Governor taps White for Faith-Based Missouri
JEFFERSON CITY—Gov. Matt Blunt on Sept. 27 unveiled Faith-Based Missouri, a new initiative to boost cooperation between state government and faith and community-based groups to provide services to citizens in need, with one of the five team members being Cole County Sheriff Greg White, a member of Southridge Baptist Church in Jefferson City.
“The most powerful sources of charity, virtue, and shared prosperity in our society are not found in government, but in families, churches, charities and free markets,” Blunt said at a Faith-Based Conference held in Jefferson City. The governor’s home church is Second Baptist in Springfield.
“If we really desire effective government, we must engage these wellsprings of charity, virtue, and shared prosperity. If we really want services that do more than feed a man for a day, or provide temporary shelter, we must cooperate more often with faith- and community-based organizations. If we really wish to transform lives and empower Missourians to make lasting positive change for the future, we must find a way to help get more people of faith involved in our state-administered social programs.”
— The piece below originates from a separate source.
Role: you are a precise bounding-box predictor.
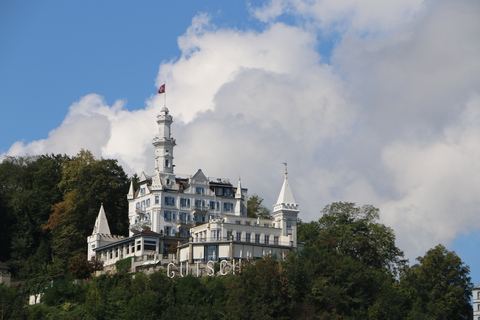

Blunt announced that the team is charged with studying how we can improve relations between state government and religious and secular charities. The team includes three Missourians with life-long ties to faith-based communities and state employees who share the governor’s commitment to building Faith-Based Missouri. The community team members will travel the state to meet with leaders in Missouri churches and charities to learn what we are doing right, what we are doing wrong, and what we can do to encourage greater cooperation. The remaining members will work closely with state agencies to find answers to the same questions.
Partnering with religious charities to make Missouri a better place for all Missourians is the goal.
Besides White, team members are: Reynaldo Anderson of St. Louis, an assistant professor of education at Harris-Stowe University and a member of Saint Peter AME Church in St. Louis; Andrew Rollins III of Kansas City, an ordained itinerant elder in the AME Church; Ed Martin of Jefferson City, the governor’s chief of staff who is an active Catholic and the Father McGivney Fellow for Rights of Conscience with Americans United for Life; and Angel McCormick Franks of St. Louis, director of the Missouri Office of Supplier and Workforce Diversity.
White, who gave his testimony in chapel at the Baptist Building in February, is an ordained Baptist minister with a lifetime of experience in serving his fellow Americans. The governor noted that White understands how to bridge religious and cultural divides, and has some innovative ideas on how faith-based organizations can serve Missourians through disaster response coordination.